Petitioners appealed to the BIA. The BIA upheld the determination of the IJ that Petitioners had not met their burden of proof for relief. The BIA, declining to examine whether “indigenous wom[e]n without familial protection” was a distinct social group under the INA, found no error in the IJ’s determination that Bol-Velasquez had failed to demonstrate that her membership in this group was “at least one central reason for any past or future persecution” she had endured. A.R. 4. The BIA upheld the IJ’s determination that J.M.’s asylum and withholding of removal claims likewise failed as they were based on the same underlying circumstances. A.R. 4-5. The BIA also found no error in the IJ’s ruling that the Petitioners had not met their burden to qualify for relief under the CAT as the Petitioners had not shown that the Guatemalan government would be *121 involved — either actively or through willful blindness — in torturing them. A.R. 5.

Petitioners now seek review of the BIA’s Order dismissing their appeal.

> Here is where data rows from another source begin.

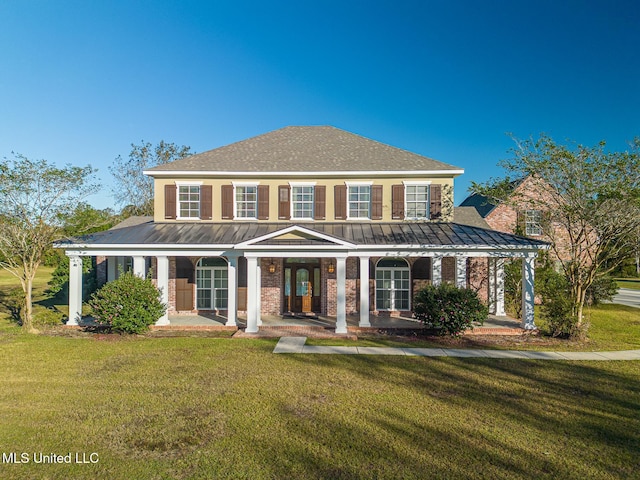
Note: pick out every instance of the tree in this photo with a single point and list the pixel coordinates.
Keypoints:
(133, 189)
(83, 220)
(35, 197)
(591, 203)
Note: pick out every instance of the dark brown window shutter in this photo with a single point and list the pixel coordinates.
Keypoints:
(284, 208)
(319, 200)
(206, 202)
(376, 202)
(227, 202)
(435, 197)
(521, 224)
(397, 202)
(263, 202)
(340, 202)
(170, 202)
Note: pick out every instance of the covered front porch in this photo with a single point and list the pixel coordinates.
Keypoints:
(368, 273)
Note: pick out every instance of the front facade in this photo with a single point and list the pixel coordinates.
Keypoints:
(301, 221)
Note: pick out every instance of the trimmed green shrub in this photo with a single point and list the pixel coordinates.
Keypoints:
(127, 305)
(46, 316)
(556, 308)
(602, 289)
(448, 309)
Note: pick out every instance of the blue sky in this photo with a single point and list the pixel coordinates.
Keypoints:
(82, 80)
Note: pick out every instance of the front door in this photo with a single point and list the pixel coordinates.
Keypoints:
(301, 286)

II. Jurisdiction and Standard of Review

We have jurisdiction under 8 U.S.C. § 1252(a)(1) to review the BIA’s final order of removal. When the BIA substantially adopts the findings of the IJ, we review the decisions of both the BIA and the IJ. He Chun Chen v. Ashcroft, 376 F.3d 215, 222 (3d Cir.2004). We review legal determinations de novo, although we defer to the BIA’s reasonable interpretations of the law. See Gomez-Zuluaga v. Att’y Gen. of U.S., 527 F.3d 330, 339 (3d Cir.2008) (citing Chevron, U.S.A., Inc. v. Nat. Res. Def. Council, Inc., 467 U.S. 837, 104 S.Ct. 2778, 81 L.Ed.2d 694 (1984)). We review factual determinations for substantial evidence, meaning that we must uphold those factual determinations unless “any reasonable adjudicator would be compelled to conclude to the contrary.” Valdiviezo-Galdamez v. Att’y Gen. of U.S., 663 F.3d 582, 590 (3d Cir.2011) (quoting 8 U.S.C. § 1252(b)(4)(B)).

III. Analysis

To be eligible for withholding of removal, Petitioners must demonstrate that there is a “clear probability” that, if they were to return to Guatemala, they would be persecuted “on account of race, religion, nationality, membership in a particular social group, or political opinion.” See Zubeda v. Ashcroft, 333 F.3d 463, 469-70 (3d Cir.2003); 8 U.S.C. § 1101(a)(42)(A). J.M., who is also seeking asylum, must meet a similar, but less stringent standard for relief via asylum. He must demonstrate that he has “a well-founded fear of persecution on account of race, religion, nationality, membership in a particular social group, or political opinion.” See 8 U.S.C. § 1101(a)(42)(A)..

We find no error in the BIA’s determination that Petitioners have not shown that they were persecuted or would be persecuted on account of their membership in a particular social group.